Depuis 2012, Christiane Taubira est la cible de nombreuses attaques venues de la droite et de l'extrême droite. "Quand on vote FN, on a la gauche qui passe, et on a Taubira", avait déclaré Jean-François Copé quelques jours après la prise de fonctions de la garde des Sceaux.

Dernière polémique en date : une Marseillaise que n'a pas chantée la ministre lors des commémorations de l'abolition de l'esclavage. Attaquée par des élus de droite et d'extrême droite, elle a répondu sur sa page Facebook dans un long texte, en affirmant que "certaines circonstances appellent davantage au recueillement qu’au karaoké d’estrade". L'expression a fait bondir Jean-François Copé, qui a demandé sa démission.

Pourtant, sur le fond, c'est un mauvais procès qui est fait à la ministre. Sur les images, François Hollande bouge à peine les lèvres et les autres ministres présents ne chantent pas davantage. Une attitude qui paraît logique puisque, au micro, c'est une cantatrice professionnelle qui interprète l'hymne. Ces élus de gauche ne sont d'ailleurs pas les seuls à être restés impassibles devant une Marseillaise, comme le montre une vidéo de Nicolas Sarkozy à la commémoration du 65e anniversaire du Débarquement de Normandie, en 2009.

La "journée de la jupe" au lycée

Tout est parti d'une initiative des lycéens siégeant au Conseil académique de la vie lycéenne de l'académie de Nantes, qui se sont mobilisés pour organiser une "journée de la jupe" dans le cadre d'une action contre les discriminations. L'idée : inviter filles et garçons à venir en classe vêtus d'une jupe le vendredi 16 mai. L'académie, via une affiche, a fait la promotion de cette initiative, mais jamais l'Education nationale n'a obligé ni même demandé aux élèves de privilégier une tenue vestimentaire.

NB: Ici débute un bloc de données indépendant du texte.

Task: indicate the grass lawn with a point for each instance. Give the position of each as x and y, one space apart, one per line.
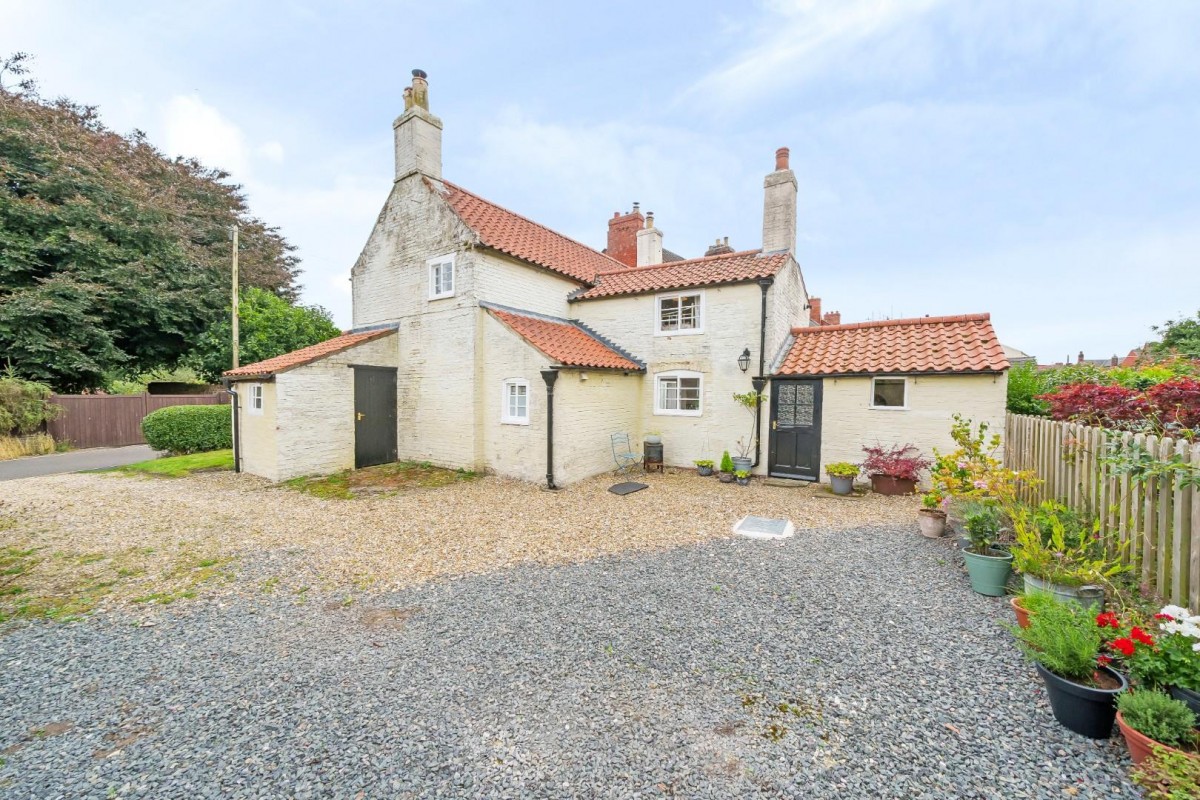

L'histoire aurait pu passer totalement inaperçue si des responsables de la Manif pour tous ne s'étaient pas offusqués de cette initiative auprès du ministre de l'Education. Des cris d'orfraie repris jusque dans l'hémicycle de l'Assemblée nationale, où la députée UMP de l'Orne Véronique Louwagie a accusé le gouvernement de "sciemment cacher les actions pour poursuivre dans la voie visant à imposer la théorie du genre".

Une publicité inespérée pour ce petit happening qui s'est de fait transformé en cirque médiatique. L'an dernier, la même action n'avait rencontré qu'un écho limité : hormis "deux ou trois kilts" portés par des garçons, ce sont surtout des filles qui étaient venues en jupe, "parfois même de manière symbolique, sur des pantalons", a expliqué le recteur. Cette année, au seul lycée Clémenceau de Nantes, une centaine de garçons sont arrivés en cours en jupe. Preuve que l'indignation peut aussi être contreproductive.